Without doubt this will be my most challenging Metrogaine course to plan.

Entries are open - on orienteeringonline (for registered orienteers) and EntryTickets (for everyone else).

All info for this Metrogaine event is on

Wednesday, 5 November 2014

I am entered

It has been way, way too long since I've done a race. No, not a race like the usual orienteering events that I participate in or the rogaining events... but like an ultra-distance run race-type event.

About a week ago the announcement was made about an ultra in the Sabie area for end-January next year. My legs started to twitch in anticipation. Sabie is mountain-y and forest-y and I soooo enjoy that part of the world.
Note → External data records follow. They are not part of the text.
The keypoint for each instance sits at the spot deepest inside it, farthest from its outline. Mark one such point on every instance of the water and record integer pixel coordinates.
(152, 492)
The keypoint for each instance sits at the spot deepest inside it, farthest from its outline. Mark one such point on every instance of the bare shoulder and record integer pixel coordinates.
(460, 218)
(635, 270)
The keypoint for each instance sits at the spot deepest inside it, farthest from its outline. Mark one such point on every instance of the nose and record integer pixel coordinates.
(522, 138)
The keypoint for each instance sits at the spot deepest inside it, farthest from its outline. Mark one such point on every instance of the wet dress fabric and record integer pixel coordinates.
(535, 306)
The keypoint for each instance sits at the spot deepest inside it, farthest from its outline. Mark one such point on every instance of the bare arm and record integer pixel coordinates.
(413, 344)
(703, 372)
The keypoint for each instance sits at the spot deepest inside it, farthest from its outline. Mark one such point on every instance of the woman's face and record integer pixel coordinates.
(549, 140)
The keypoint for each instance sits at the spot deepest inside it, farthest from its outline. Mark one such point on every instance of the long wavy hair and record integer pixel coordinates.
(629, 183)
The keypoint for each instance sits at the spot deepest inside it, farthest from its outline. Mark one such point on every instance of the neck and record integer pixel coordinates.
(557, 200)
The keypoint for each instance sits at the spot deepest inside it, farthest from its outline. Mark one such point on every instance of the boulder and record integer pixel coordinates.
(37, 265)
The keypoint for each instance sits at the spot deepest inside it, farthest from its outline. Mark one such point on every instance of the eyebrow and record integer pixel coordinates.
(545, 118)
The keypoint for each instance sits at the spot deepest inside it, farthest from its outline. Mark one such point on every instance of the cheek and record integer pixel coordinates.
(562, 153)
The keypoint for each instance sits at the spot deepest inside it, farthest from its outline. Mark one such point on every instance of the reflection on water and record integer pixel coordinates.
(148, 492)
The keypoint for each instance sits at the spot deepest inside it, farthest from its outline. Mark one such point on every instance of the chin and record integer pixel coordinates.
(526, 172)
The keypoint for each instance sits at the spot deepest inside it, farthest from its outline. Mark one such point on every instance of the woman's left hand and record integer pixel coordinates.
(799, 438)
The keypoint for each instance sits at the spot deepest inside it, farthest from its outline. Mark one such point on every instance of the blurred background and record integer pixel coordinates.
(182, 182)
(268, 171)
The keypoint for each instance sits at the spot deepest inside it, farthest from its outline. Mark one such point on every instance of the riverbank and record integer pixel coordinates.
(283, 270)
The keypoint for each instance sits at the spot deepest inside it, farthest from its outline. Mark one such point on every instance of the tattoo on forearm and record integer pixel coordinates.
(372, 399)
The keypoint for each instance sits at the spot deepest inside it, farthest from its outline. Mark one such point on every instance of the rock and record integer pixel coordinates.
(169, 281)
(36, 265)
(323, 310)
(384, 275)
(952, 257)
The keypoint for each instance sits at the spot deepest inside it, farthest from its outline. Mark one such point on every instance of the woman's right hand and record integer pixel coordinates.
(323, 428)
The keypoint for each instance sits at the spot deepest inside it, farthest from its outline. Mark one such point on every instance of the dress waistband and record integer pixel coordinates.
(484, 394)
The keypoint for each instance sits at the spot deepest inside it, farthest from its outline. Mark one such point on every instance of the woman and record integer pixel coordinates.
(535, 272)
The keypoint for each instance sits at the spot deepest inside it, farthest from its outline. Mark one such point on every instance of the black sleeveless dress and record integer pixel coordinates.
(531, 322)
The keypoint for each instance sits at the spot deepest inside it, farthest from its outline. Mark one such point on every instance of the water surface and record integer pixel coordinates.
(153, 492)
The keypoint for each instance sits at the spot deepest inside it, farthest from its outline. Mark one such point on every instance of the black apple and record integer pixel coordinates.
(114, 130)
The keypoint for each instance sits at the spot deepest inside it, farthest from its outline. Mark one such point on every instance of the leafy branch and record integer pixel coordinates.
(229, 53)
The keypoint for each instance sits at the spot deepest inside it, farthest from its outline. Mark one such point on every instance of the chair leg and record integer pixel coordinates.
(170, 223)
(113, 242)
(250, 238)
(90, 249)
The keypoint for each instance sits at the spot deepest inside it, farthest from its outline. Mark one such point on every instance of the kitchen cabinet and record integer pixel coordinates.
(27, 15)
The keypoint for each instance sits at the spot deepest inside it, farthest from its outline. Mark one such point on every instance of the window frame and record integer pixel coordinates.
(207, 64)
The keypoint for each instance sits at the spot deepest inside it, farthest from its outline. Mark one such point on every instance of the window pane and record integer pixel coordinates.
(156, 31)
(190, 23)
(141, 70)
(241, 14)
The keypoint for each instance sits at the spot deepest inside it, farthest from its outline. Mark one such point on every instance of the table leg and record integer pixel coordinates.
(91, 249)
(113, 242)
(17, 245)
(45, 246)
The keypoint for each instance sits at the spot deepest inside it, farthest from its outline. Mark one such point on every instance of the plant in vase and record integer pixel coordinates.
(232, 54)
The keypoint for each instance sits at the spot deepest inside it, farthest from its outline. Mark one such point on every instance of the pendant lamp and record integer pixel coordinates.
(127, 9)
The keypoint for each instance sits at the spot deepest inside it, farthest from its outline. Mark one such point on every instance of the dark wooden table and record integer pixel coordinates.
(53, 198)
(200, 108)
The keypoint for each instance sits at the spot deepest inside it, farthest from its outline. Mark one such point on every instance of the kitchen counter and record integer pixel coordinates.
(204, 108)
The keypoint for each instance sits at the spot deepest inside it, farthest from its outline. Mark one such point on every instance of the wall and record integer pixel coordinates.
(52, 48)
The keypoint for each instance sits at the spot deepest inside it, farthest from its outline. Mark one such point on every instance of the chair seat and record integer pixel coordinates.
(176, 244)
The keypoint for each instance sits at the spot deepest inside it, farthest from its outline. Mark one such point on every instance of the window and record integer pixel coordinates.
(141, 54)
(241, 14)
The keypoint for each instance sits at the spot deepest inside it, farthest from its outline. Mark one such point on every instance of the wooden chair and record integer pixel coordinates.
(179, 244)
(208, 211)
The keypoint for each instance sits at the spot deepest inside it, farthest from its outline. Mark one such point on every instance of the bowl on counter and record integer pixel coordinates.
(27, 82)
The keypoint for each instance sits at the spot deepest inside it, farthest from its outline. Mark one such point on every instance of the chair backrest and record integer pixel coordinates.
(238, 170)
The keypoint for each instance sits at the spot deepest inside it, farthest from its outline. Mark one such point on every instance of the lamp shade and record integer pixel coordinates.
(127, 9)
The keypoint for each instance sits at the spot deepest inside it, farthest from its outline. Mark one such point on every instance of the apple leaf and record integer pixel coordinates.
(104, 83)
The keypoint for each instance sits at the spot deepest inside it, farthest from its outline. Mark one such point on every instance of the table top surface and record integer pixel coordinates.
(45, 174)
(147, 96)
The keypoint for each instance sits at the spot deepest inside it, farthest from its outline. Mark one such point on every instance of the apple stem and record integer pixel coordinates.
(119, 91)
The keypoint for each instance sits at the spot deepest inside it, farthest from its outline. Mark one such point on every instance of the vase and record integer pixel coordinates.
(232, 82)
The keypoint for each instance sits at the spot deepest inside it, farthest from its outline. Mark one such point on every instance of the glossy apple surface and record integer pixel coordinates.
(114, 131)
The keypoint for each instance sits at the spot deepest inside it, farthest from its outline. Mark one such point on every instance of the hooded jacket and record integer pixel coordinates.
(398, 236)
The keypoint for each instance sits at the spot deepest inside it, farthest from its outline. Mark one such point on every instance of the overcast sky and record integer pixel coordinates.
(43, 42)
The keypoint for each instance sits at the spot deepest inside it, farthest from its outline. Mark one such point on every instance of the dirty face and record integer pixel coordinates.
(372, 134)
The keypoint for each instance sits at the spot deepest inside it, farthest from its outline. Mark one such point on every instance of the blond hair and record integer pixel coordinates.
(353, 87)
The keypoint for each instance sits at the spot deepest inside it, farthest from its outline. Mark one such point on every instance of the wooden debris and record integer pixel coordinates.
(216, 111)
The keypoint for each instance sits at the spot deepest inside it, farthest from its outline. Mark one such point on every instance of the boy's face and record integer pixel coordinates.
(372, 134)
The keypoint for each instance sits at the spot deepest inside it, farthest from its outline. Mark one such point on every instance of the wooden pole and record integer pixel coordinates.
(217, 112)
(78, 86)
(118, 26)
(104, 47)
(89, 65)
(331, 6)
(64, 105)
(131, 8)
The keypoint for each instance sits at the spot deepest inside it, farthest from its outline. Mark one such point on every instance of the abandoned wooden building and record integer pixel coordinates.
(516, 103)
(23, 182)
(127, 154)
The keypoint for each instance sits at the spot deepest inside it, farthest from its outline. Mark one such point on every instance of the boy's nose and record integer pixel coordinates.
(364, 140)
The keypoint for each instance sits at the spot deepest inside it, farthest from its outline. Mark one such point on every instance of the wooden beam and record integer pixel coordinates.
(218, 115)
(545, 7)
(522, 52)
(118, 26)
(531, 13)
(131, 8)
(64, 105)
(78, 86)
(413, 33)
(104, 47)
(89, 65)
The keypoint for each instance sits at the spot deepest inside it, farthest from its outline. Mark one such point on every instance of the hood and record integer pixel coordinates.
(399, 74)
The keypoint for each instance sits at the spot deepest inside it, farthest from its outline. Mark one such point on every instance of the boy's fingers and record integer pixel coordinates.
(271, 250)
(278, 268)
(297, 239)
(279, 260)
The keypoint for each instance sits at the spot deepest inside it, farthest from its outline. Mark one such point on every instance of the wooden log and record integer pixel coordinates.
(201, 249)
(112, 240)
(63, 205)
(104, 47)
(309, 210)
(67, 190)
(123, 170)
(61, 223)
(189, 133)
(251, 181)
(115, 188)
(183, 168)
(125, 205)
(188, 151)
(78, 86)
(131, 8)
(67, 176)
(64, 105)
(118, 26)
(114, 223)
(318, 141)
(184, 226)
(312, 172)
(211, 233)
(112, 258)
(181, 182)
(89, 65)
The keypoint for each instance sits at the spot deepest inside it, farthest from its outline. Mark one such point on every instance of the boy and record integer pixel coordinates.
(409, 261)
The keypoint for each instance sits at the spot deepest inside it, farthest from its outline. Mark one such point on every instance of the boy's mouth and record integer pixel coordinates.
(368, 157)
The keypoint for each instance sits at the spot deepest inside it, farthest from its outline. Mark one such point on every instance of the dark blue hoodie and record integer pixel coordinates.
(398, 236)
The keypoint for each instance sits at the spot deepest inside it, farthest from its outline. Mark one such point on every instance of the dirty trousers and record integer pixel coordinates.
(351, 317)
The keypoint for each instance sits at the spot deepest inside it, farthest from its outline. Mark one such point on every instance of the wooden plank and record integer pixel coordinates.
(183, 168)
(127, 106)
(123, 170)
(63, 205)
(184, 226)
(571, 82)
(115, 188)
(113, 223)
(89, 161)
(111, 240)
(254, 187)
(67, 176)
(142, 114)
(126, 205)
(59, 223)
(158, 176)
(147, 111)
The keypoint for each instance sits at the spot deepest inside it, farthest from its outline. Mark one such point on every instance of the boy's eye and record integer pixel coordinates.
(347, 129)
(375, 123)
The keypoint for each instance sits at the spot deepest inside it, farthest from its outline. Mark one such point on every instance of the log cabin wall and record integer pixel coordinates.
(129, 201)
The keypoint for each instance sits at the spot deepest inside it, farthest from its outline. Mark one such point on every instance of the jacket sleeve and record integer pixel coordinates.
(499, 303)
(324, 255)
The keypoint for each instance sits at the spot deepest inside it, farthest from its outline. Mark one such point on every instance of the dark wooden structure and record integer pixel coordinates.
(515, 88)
That this 80-kilometre route doubles up as the SA Trail Champs is of little interest to me because while I'm steady and consistent when it comes to ultras, I'm definitely not in the league of Landie and Su and Linda and Robyn and Katya and a handful of other really superb female runners who will be running for a place on the team for the World Trail Champs.

Me, I just want to run and run and run and run.

Back in about 1999 the Sabie 32 was one of my first trail races. I had a superb run there. Easy, comfortable and my first 32km distance run.

I was entered for an 80km in March this year. It was postponed to May following the massive flooding we experienced at that time of year. And then it was cancelled outright. I don't think I've run an ultra since... since the 50-odd kilometre stage at the Namib Desert Challenge last year. That's way too long ago.

I've just done my entry for the Ultra Trail Mount Moodie 80km and I'm tapping my feet with excitement. Although my motivation usually ticks over reasonably, there's nothing like the prospect of a tantalizing race to super charge my training.